Description of problem: While working on one of the issues raised by GSS, I found out that nfs-ganesha servers do not enter grace period all the time during failover & failback. Below are my observations while debugging the issue - * if the system is rebooted, nfs-mon of that system should have created dead-ip. But it doesn't happen. * ganesha_grace compares pcs_status collected during its monitor() and restart(). pcs status | grep dead_ip-1 | sort > /tmp/.pcs_status logger "ganesha_grace_start(), comparing" result=$(diff /var/run/ganesha/pcs_status1 /tmp/.pcs_status | grep '^>') if [[ ${result} ]]; then It so happens that sometimes even though we have dead_ip (when nfs service goes down), monitor could have kicked in first and copied the status to /var/run/ganesha/pcs_status and we could have got the same status in start() too i.e, in /tmp/.pcs_status, so the diff shall be empty. * during fail-back too the race between monitor() and start() result in nfs-server not being in grace. Version-Release number of selected component (if applicable): RHGS 3.1 How reproducible: Almost consistent especially in reboot & VIP failback cases.
The fix is posted upstream for review - http://review.gluster.org/13275
Correcting a backwards dependency chain.
(In reply to Soumya Koduri from comment #3) > The fix is posted upstream for review - > http://review.gluster.org/13275 Sorry. Had given wrong link. The fix provided upstream is - http://review.gluster.org/12964
This bug was accidentally moved from POST to MODIFIED via an error in automation, please see mmccune with any questions
FWIW I've tested RHGS 3.1.2 with Kaleb's patches, and it corrects the the VIP failover problem for me. In my VM lab, I can pause one of the nodes in a 2-node ganesha-ha configuration, and the VIP will quickly failover to the other node. Prior to this patch, the VIP would not failover and in fact the VIP on the remaining 'up' node would quickly disappear, causing a complete failure of the HA system.
Verified this bug with 3.1.3 latest build and the original issue, where nfs-ganesha was not entering in grace period during failover/failback, can not be reproduced. However there are other grace related bugs which are observed during verification as below and can be tracked separately: >>>> Bug 1329887 - Unexpected behavior observed when nfs-ganesha enters grace period. (https://bugzilla.redhat.com/show_bug.cgi?id=1329887) Description: During failover/failback, nfs-ganesha enters grace period only for 60 seconds and IO's get stopped for somewhere around 70-75 seconds >>>> Bug 1330218 - Shutting down I/O serving node, takes 15-20 mins for IO to resume from failed over node. (https://bugzilla.redhat.com/show_bug.cgi?id=1330218) Description: Shutting down I/O serving node, takes 15-20 mins for IO to resume from failed over node. Since the original reported issue is not reproducible any more and seems to be working fine with latest ganesha builds, hence marking this bug as Verified.

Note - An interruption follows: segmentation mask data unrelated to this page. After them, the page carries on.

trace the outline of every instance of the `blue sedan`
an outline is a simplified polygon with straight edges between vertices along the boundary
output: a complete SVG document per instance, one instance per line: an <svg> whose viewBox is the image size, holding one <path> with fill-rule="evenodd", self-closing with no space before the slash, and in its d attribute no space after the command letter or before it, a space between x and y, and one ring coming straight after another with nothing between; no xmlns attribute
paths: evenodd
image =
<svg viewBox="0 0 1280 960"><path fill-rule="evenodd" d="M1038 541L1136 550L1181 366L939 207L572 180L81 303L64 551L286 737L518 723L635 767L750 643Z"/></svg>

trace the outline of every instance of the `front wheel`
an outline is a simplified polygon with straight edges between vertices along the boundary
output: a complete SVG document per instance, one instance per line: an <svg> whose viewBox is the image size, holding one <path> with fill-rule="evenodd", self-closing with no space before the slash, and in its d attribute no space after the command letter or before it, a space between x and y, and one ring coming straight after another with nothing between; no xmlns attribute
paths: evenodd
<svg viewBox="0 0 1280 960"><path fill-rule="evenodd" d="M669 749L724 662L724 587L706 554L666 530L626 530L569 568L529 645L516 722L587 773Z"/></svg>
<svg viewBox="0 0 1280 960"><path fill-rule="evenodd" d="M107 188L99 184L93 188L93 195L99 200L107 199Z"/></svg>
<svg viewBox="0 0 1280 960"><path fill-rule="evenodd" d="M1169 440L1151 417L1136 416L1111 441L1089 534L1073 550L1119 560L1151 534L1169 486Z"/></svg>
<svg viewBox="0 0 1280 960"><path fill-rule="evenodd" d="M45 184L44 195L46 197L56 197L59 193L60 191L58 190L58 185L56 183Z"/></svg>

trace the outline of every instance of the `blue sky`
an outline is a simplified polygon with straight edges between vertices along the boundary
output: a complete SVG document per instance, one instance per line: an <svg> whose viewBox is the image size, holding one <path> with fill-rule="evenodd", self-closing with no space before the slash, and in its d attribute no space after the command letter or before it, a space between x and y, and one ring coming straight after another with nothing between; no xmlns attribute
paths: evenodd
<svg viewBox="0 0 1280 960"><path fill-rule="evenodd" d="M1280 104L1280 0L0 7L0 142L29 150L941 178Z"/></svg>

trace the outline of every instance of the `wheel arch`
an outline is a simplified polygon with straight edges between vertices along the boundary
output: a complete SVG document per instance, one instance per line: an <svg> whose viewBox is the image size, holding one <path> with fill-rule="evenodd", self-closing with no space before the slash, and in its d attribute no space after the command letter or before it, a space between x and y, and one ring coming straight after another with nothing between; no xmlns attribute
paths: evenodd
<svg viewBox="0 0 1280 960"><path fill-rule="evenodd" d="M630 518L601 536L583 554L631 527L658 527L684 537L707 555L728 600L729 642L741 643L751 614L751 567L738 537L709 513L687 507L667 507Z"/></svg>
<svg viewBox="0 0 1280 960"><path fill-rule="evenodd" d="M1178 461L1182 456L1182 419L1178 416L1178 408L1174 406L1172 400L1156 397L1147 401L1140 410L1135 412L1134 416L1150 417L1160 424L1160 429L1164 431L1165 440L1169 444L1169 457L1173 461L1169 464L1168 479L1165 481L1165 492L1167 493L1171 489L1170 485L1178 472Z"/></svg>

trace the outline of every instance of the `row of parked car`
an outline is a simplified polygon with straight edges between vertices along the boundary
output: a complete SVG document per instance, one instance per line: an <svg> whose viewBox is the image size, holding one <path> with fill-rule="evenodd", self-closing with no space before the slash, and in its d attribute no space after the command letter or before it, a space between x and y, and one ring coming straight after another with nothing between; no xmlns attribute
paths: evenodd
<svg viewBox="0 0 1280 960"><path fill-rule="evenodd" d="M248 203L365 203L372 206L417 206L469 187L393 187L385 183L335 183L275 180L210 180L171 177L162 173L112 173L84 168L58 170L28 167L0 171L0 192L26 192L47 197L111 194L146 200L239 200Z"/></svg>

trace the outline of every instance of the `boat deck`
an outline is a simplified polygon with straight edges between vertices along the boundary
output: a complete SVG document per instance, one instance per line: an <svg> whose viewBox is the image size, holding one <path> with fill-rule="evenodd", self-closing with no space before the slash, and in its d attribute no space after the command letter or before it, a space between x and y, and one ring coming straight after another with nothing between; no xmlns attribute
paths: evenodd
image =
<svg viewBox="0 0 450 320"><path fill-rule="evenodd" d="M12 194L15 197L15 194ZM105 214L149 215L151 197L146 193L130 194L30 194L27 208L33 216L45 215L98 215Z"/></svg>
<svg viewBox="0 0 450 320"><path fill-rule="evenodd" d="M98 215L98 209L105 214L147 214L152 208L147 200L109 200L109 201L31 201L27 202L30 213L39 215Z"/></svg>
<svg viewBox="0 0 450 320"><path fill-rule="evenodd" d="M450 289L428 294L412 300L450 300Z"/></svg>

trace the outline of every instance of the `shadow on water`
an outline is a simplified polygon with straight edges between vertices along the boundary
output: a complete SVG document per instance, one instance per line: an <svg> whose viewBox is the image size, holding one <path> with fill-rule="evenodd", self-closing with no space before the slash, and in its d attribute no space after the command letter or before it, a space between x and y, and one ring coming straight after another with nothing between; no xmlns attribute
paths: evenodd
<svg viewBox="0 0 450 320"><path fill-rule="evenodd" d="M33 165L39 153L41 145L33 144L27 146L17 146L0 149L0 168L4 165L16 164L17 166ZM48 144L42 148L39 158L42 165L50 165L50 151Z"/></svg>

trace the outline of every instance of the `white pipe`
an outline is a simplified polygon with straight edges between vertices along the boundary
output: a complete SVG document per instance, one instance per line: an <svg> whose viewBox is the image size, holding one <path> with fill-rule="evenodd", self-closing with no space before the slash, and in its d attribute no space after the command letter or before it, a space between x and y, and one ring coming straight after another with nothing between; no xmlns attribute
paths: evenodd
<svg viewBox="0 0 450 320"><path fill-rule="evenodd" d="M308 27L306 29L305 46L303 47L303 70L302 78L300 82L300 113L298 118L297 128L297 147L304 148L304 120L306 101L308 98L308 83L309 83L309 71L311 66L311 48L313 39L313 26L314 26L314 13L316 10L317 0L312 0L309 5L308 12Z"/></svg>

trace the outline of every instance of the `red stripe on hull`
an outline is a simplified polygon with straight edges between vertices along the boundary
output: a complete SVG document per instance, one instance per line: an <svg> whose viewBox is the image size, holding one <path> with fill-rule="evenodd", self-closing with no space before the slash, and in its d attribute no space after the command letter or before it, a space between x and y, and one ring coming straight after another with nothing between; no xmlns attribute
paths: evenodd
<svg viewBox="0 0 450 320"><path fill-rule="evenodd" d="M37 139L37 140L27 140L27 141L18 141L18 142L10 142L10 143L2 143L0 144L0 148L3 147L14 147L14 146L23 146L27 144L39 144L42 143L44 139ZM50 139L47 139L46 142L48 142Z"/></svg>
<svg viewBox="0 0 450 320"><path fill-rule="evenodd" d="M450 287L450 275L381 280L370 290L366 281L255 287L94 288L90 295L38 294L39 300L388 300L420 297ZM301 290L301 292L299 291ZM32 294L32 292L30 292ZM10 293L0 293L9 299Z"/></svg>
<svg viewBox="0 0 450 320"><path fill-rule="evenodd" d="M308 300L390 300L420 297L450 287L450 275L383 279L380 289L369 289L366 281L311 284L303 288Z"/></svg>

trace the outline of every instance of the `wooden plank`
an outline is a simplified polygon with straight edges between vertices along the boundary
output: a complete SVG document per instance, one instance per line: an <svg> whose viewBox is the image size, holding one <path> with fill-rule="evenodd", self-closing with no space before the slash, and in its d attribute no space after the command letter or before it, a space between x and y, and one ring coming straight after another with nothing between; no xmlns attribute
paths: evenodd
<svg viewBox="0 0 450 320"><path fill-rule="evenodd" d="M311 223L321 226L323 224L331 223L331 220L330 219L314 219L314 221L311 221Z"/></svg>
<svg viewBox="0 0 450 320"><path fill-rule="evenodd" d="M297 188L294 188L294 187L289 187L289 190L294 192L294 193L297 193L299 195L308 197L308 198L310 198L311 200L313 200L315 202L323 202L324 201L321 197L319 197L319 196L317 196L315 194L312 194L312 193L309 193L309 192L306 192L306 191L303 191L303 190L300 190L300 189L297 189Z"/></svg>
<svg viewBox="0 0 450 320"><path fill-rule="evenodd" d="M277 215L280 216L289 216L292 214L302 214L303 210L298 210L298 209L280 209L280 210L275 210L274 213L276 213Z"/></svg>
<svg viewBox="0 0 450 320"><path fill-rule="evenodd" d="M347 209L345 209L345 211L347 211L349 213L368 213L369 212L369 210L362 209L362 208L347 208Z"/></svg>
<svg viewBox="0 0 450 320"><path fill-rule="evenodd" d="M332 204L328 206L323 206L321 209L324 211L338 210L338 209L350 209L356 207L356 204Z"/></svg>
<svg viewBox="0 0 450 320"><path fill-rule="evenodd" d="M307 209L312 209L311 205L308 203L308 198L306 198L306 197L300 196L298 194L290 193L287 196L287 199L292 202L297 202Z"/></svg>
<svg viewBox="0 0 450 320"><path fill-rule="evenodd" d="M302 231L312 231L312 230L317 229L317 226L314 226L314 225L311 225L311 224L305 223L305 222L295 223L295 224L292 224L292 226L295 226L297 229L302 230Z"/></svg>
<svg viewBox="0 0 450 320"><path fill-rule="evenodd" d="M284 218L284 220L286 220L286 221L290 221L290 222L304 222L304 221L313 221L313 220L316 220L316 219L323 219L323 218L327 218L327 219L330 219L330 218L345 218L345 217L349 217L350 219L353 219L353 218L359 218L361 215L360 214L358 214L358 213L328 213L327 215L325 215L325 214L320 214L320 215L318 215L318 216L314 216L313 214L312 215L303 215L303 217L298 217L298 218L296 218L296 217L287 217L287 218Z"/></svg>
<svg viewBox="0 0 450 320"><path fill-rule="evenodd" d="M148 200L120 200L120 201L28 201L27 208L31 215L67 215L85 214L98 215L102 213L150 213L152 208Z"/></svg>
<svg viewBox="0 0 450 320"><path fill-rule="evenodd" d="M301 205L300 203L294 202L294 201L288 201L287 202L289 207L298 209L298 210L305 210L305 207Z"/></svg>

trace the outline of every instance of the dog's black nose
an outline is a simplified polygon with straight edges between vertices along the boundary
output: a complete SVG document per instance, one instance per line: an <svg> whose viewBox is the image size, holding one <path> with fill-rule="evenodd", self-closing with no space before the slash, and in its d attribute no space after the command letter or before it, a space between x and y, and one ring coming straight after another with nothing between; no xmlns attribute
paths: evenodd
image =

Providing PM approval for the accelerated fix.
Do we have a build with required fixes (both)? Kindly post the brew link on the bug so that we can pick it up for verification.
There are lot many regressions we are seeing related to failover/failback with 3.1.3 build and there are couple of open bugs as of now for 3.1.3. And to verify this bug for hotfix we need to take care of other existing/open bugs, which doesn't look like a good idea to do as of now. so probably if everyone agrees, can we drop this bug (related patches) from the hotfix build and provide a new build which contains the fixes of only 2 bugs as below: https://review.gerrithub.io/#/c/263358/ (BZ#1306691 crash fix) http://review.gluster.org/13459 (BZ#1301542)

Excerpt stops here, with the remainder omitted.